Pour être tout à fait précis, il existe deux techniques d'enroulement croisé : l'enroulement croisé à une vitesse, qui est un procédé "classique" présentant un nombre de spires de fil égal à chaque couche, et l'enroulement croisé à deux vitesses, où le nombre de spires montantes est différent du nombre de spires descendantes (nous reviendrons plus bas sur cette technique asymétrique).

Moulinet : comprendre l'enroulement

Le terme d'enroulement "croisé" est un peu confus car, d'une part, toutes les techniques d'enroulement croisent les couches de fil sur la bobine (avec un angle plus ou moins ouvert), et d'autre part, il n'est pas fait de distinction franche entre des mécanismes à 1 et 2 vitesses.
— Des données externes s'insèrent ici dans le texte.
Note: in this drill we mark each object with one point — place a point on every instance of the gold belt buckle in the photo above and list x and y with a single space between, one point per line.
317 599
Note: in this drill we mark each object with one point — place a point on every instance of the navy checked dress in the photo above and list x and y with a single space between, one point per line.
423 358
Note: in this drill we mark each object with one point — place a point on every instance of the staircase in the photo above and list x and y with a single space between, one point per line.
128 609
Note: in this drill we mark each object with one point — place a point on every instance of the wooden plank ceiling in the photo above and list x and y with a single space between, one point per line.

La frontière entre un enroulement croisé et un enroulement prétendu jointif est parfois très floue, donc sujette à interprétation. Pour cette raison, certains fabricants communiquent davantage sur le rythme d'oscillation de leurs moulinets plutôt que sur la disposition de l'enroulement. Si le pêcheur expérimenté saura s'y retrouver, la confusion n'en sera que plus grande pour le pratiquant occasionnel qui éprouvera bien du mal à confronter des informations similaires exprimées différemment.

Le rôle de l'oscillation

L’enroulement du fil est principalement dicté par le rythme et la régularité de l’oscillation de la bobine. Le galet et la forme de la bobine contribuent eux aussi mais leur rôle est secondaire. S’intéresser au procédé d’enroulement demande avant tout de prêter attention au comportement du mécanisme d’oscillation (voir l'article précédent).

Enroulement selon la vitesse d'oscillation

La vitesse avec laquelle se déplace la bobine par rapport aux tours de rotor détermine le nombre de spires enroulées à chaque couche de fil, l'écart qui les sépare et leur angle d'enroulement sur la bobine (voir les notions mathématiques sur les spirales en annexe).

Plus l'oscillation est rapide, plus la bobine se déplace entre deux tours de rotor donc plus l'écart entre les spires de fil est important. L'angle des spires sur la bobine est élevé et les couches de fil se croisent alors de manière franche.

A l'inverse, plus l'oscillation est lente et plus le rotor du moulinet effectue de tours par oscillation, enroulant ainsi un nombre élevé de spires à chaque couche de fil. L'écart entre les spires est d'autant plus faible que la vitesse d'oscillation est basse. En présence d'une oscillation très lente, les spires deviennent quasiment jointives.

Une couche de fil enroulée selon différentes vitesses d'oscillation

Une couche de fil enroulée selon différentes vitesses d'oscillation

Oscillation à deux vitesses

Contrairement à la grande majorité des mécanismes d'oscillation où la bobine évolue à vitesse constante, il existe des mécanismes à deux vitesses où l'ascension de la bobine se produit à vitesse différente de sa redescente.

L'enroulement obtenu est alors asymétrique : le nombre de spires montantes n'est pas identique au nombre de spires descendantes. Cette technique permet d'effectuer un maillage théoriquement plus "ferme" entre les couches de fil pour réduire le risque de chevauchement des spires.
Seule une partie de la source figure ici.